It is understood that different operating frequencies may be used when transmitting ultrasonic signals simultaneously in order to avoid interference between the signals of the ultrasonic circuits 200. For example, 25KHz, 30KHz, 35KHz, 40KHz, 45KHz or 50 KHz. The number of the ultrasonic circuits 200 may be set according to the user's requirement, which is not limited in this embodiment.

S200: the ultrasonic circuit receives a reflected signal corresponding to the ultrasonic signal; and comparing and analyzing the reflected signal and the ultrasonic signal, and sending an analysis result to the main control circuit.

It will be appreciated that the ultrasonic sensor only analyzes the signal amplitude between the reflected signal and the transmitted ultrasonic signal, enabling the determination of the distance of the obstacle from the ultrasonic sensor, while also determining the size of the obstacle from the signal amplitude.

S300: and the main control circuit determines the barrier information according to each analysis result.

It should be noted that the obstacle information may include obstacle distance, obstacle size, and plane distribution information of the obstacles. The main control circuit performs calculation by a built-in algorithm according to the distance information of each ultrasonic circuit and the like to obtain the obstacle information. The calculation method can refer to the above embodiment.
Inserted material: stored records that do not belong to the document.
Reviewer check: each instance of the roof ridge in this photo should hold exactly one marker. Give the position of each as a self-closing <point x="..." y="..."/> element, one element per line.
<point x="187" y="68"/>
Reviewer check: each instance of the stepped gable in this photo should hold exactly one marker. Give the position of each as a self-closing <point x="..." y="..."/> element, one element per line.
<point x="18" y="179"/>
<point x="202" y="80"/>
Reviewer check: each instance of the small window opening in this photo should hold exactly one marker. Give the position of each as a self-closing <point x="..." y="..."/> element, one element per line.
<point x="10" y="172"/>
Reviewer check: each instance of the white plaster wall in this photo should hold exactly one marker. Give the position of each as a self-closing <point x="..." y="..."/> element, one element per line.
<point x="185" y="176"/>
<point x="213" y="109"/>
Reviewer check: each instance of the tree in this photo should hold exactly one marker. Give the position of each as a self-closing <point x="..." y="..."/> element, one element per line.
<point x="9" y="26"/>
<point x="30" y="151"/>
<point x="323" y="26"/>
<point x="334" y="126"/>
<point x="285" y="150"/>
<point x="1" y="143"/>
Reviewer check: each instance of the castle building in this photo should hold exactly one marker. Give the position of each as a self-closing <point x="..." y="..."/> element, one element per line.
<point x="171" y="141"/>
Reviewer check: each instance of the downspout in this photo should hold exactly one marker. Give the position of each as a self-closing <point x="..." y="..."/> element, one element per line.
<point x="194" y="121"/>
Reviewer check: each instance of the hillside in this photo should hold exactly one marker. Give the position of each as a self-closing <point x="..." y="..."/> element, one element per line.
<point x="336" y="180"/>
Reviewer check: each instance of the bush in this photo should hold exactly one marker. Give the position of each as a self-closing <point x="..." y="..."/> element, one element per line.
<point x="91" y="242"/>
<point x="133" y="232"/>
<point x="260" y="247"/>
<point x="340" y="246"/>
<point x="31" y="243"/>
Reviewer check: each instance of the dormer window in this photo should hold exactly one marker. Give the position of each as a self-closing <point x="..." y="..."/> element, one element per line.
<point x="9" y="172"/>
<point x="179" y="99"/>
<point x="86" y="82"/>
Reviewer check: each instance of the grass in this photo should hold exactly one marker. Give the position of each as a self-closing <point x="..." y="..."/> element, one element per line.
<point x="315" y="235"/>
In this embodiment, the determining, by the main control circuit, the obstacle information according to each analysis result includes: the main control circuit determines the signal characteristics of each reflected signal according to each analysis result; determining target subentry results from each analysis result according to preset screening conditions and the signal characteristics; and acquiring the current speed of the automobile, and determining the barrier information according to the current speed and the target subentry result.

In general, many ultrasonic circuits are provided when the circuits are provided. However, the number of obstacles is different, and the number of obstacles actually required is different. For example, the obstacle detection circuit includes six ultrasonic circuits, and only three ultrasonic circuits are required when detecting one obstacle. Therefore, the ultrasonic circuit can be locked to save resources.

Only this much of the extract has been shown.